After opening as the Prescot Picture Palace and Theatre of Varieties in 1912, the building went on to become a carpet and furniture warehouse, a bingo hall and later Prescot Community Church.
The present occupier, Prescot Community Church, is moving to new premises at Whiston Colliery.
Grants will also be provided to repair, restore and convert historic buildings in and around Market Place.
This will see empty floorspace re-used and elevations and shopfronts restored in privately owned historic buildings.
Knowsley Council said public realm improvements around Prospero Place and Market Place will also make the space more pedestrian friendly and traditional in character.
34 Church Street
Originally a large townhouse, 34 Church Street has also been a bank and home to the Prescot Museum in its lifetime.
The Grade II-listed Building is another property in the town that will be undergo repair, restoration and conversion.
It will be re-used as a 'makerspace' for new and small businesses in the creative, craft, arts and digital sectors.
As part of the project, residents will also see the master-planning of the large Sewell Street – Kemble Street site, which extends from Market Place down to the rear of Cables Retail Park.
Knowsley Council said this is the largest area of disused land in the town centre.
The specific projects also include a cultural consortium led by the Shakespeare North Playhouse to use the arts and Prescot’s heritage to engage and bring more people to the town centre and build towards Knowsley’s year as Borough of Culture in 2022.
There will also be community engagement with a focus on participation, engagement and local heritage.
Work has already started with detailed surveys already carried out at the former Museum and former cinema, while site and archaeological investigations are underway at the disused Sewell Street – Kemble Street site.
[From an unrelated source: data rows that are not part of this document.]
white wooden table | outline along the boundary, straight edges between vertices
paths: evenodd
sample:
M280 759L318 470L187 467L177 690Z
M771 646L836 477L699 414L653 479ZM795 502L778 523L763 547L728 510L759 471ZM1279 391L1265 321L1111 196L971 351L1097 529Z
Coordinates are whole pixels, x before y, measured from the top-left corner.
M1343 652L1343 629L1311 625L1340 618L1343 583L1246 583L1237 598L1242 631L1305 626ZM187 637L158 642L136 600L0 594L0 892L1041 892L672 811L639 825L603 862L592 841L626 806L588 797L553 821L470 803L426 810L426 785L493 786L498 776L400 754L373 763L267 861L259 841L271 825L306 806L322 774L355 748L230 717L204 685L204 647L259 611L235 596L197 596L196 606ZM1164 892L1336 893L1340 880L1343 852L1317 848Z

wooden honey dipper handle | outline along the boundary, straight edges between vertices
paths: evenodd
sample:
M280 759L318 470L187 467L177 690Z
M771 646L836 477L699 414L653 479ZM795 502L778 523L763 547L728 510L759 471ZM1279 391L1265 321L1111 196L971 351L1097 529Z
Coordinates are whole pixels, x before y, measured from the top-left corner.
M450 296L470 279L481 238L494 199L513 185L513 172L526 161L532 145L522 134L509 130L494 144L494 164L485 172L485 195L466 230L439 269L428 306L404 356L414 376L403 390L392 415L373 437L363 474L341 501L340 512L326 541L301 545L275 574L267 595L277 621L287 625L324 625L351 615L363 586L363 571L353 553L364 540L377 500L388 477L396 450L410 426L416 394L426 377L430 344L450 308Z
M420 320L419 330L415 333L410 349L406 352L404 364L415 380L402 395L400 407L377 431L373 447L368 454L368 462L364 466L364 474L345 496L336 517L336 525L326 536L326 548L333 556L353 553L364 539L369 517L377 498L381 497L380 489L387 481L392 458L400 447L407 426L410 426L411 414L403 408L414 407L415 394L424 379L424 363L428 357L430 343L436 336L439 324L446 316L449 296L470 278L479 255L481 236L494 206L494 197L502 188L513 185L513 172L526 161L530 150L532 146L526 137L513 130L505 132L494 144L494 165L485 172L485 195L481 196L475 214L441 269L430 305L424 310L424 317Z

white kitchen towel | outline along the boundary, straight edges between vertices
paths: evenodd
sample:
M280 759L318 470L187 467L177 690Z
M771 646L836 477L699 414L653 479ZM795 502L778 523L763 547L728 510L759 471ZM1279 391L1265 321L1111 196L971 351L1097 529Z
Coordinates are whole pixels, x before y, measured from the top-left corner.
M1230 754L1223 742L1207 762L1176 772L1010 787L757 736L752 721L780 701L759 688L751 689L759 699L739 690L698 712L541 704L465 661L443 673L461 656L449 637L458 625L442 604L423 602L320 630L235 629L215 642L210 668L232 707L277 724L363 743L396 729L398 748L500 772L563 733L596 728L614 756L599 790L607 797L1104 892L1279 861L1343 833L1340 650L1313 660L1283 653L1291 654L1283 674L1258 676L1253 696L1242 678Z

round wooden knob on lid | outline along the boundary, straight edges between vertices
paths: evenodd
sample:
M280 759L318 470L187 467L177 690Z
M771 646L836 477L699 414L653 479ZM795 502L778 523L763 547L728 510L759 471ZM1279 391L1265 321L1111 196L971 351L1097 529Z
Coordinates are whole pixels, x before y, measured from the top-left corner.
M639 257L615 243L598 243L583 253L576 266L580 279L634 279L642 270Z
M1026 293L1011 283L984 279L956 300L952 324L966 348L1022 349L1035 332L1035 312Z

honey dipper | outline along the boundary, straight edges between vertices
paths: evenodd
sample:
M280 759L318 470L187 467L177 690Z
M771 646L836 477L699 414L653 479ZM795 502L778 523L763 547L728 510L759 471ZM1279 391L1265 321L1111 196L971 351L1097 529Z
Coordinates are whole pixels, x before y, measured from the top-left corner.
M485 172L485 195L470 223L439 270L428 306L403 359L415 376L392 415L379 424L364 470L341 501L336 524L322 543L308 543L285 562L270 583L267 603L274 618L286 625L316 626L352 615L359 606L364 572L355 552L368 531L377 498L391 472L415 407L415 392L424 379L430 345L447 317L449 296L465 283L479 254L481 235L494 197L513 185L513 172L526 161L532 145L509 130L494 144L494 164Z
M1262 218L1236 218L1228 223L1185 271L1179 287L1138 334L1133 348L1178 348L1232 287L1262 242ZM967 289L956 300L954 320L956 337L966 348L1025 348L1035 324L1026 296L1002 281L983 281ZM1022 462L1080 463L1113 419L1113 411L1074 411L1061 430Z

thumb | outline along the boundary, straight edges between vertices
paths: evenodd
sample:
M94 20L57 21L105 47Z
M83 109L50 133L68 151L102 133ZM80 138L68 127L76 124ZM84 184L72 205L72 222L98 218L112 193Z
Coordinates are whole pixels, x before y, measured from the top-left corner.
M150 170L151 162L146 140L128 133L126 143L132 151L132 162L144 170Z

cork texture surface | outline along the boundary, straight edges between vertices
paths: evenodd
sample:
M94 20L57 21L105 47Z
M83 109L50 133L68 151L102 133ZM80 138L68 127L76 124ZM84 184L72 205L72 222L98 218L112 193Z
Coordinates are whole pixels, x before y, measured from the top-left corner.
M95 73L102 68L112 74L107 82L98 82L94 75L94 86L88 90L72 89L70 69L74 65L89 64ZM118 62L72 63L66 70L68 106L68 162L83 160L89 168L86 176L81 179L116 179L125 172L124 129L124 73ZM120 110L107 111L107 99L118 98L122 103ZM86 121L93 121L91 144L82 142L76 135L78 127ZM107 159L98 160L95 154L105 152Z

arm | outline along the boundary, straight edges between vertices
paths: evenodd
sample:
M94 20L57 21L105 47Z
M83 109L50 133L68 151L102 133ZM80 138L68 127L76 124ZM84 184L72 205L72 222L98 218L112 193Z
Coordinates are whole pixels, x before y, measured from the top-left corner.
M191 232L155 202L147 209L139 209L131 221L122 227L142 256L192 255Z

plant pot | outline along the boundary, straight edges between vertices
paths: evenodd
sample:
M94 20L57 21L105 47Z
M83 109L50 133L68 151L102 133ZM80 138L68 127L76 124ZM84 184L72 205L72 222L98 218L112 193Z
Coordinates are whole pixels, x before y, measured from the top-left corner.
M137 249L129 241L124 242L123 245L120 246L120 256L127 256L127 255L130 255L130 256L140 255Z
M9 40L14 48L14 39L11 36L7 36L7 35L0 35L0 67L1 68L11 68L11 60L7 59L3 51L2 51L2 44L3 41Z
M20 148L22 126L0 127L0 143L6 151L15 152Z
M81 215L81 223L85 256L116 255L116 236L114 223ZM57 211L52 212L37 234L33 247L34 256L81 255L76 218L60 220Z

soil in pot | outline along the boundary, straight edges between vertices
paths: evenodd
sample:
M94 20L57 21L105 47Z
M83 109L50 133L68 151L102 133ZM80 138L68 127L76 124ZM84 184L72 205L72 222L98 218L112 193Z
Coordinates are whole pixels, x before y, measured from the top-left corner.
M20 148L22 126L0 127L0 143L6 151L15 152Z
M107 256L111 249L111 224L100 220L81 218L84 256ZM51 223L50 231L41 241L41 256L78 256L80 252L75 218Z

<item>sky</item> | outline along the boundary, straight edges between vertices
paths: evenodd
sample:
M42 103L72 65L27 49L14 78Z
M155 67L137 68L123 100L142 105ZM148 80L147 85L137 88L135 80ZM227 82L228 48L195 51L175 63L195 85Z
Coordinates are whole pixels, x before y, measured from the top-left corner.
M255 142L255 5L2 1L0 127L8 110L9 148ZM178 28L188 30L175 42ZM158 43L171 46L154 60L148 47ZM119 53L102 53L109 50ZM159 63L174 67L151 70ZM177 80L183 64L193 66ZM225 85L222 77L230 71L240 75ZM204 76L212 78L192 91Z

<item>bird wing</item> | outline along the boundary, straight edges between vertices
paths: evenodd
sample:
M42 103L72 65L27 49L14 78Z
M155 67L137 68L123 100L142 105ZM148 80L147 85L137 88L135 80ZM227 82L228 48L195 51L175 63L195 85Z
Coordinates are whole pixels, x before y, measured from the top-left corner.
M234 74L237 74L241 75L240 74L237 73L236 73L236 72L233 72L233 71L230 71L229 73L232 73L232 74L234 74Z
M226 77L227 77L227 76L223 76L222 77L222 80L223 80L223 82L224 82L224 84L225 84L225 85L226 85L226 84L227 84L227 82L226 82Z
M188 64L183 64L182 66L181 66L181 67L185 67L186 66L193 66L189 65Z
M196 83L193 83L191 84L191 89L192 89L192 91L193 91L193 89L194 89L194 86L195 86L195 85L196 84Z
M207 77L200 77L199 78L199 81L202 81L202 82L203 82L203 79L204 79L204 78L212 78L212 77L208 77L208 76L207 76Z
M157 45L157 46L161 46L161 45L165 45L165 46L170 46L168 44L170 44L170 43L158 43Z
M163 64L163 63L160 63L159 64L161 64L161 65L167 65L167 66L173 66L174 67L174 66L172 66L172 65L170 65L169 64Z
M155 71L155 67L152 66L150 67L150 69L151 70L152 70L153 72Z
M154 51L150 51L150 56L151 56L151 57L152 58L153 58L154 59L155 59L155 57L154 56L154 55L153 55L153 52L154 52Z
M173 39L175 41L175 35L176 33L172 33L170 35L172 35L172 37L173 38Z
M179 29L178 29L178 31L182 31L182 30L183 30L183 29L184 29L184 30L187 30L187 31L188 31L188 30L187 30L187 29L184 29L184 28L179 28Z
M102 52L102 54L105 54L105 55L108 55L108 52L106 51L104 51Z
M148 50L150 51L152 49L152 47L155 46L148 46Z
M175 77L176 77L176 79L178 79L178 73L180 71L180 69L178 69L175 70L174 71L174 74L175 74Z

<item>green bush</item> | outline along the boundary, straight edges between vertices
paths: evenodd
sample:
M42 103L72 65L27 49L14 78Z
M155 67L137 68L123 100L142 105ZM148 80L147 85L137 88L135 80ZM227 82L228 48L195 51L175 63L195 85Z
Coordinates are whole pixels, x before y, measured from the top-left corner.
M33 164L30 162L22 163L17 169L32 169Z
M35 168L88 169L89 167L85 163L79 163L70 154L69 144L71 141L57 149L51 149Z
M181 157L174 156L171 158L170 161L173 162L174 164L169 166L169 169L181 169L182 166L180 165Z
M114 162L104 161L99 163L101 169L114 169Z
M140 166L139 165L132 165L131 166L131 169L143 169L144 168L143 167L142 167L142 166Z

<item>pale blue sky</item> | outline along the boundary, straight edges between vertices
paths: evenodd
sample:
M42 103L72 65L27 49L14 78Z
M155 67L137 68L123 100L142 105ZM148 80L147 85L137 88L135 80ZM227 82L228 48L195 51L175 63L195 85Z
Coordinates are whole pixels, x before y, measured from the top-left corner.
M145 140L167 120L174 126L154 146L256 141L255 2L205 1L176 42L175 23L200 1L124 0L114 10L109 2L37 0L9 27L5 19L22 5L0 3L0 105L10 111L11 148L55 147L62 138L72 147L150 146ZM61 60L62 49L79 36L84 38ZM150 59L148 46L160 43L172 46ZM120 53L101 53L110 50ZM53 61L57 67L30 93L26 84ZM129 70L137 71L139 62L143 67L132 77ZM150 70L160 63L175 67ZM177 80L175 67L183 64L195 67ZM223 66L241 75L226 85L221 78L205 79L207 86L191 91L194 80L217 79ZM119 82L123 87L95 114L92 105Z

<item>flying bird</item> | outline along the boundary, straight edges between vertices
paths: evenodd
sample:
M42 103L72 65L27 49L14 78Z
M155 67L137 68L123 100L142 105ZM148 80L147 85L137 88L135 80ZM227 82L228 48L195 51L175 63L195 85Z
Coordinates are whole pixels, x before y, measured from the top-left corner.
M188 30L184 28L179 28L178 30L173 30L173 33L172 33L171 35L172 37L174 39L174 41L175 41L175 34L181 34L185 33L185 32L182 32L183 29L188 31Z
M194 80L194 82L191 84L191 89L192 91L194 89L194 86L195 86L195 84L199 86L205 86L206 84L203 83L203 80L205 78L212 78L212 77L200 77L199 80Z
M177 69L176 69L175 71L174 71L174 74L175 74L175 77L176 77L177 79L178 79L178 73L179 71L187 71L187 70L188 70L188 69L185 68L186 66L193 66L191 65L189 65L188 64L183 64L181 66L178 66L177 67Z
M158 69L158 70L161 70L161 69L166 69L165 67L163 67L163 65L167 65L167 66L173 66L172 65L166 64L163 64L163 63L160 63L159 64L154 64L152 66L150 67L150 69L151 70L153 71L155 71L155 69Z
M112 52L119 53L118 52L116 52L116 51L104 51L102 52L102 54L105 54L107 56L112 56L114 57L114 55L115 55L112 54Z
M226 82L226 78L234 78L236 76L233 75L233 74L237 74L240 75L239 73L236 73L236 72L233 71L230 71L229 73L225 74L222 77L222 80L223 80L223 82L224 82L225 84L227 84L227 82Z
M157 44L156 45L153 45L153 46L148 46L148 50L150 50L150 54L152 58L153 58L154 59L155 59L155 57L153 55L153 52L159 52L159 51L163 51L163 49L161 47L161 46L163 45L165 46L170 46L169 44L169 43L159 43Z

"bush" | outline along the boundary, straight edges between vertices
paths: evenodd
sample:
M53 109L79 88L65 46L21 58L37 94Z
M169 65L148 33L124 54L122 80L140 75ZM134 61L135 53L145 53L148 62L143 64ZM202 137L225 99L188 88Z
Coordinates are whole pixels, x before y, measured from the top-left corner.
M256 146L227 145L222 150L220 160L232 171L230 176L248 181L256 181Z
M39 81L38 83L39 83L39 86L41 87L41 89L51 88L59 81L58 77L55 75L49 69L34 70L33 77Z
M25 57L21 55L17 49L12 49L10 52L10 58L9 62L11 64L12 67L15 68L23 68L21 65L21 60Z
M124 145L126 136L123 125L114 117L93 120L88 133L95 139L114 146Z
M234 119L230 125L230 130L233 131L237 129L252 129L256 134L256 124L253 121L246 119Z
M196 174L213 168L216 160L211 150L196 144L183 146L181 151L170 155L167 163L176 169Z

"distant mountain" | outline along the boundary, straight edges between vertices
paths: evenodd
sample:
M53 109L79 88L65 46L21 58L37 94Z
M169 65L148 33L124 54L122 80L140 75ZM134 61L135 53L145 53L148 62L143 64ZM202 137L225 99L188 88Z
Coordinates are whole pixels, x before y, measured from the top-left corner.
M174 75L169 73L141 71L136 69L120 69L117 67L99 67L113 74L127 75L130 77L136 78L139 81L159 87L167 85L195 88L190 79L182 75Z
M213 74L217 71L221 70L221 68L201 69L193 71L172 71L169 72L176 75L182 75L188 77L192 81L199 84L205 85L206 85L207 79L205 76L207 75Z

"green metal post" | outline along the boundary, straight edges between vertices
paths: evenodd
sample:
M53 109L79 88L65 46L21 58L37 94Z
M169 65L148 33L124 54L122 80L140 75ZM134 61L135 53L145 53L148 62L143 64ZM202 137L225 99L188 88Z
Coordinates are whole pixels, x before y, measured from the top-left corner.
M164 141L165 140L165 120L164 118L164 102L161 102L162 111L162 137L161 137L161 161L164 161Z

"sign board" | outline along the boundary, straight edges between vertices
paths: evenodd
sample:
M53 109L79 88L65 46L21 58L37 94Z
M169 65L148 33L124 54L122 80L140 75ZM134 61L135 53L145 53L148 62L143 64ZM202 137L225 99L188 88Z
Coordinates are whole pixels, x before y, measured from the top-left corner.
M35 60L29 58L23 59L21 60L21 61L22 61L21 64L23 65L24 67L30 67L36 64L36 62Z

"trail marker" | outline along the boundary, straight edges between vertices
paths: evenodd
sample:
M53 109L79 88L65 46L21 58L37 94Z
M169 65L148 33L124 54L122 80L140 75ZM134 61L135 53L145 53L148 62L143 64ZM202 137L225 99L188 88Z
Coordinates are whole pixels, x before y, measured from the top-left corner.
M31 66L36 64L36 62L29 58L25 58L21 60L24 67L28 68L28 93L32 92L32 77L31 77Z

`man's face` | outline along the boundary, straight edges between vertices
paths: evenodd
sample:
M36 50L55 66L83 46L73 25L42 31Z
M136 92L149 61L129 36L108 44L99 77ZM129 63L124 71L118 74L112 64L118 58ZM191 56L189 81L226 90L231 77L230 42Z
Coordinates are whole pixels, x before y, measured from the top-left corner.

The project officer who will run the different strands of the project will also start in post this month and work is in progress with Historic England on preparing the community engagement and cultural strands.
In regards to building grants, Knowsley Council said two early projects of the High Street Heritage Action Zone are two of its most prominent buildings at either end of Market Place – the former HSBC bank and the former Red Lion pub.
Later this year, both buildings will undergo extensive external repair and restoration, with the ground floors converted to uses that will expand the town’s evening economy.
Paul Brannan of Croft Construction is the appointed contractor redeveloping the former HSBC Bank at 2 Eccleston Street as a new restaurant with apartments above.
He said: "The building is in a superb location between the Shakespeare North Playhouse, Market Place, the Parish Church and the amenities of Eccleston Street.
"We look forward to working in partnership with Historic England and Knowsley Council as we give this empty building a new lease of life.
"Had it not been for the grant funding then a scheme of this scale and quality would not have been financially viable for our client."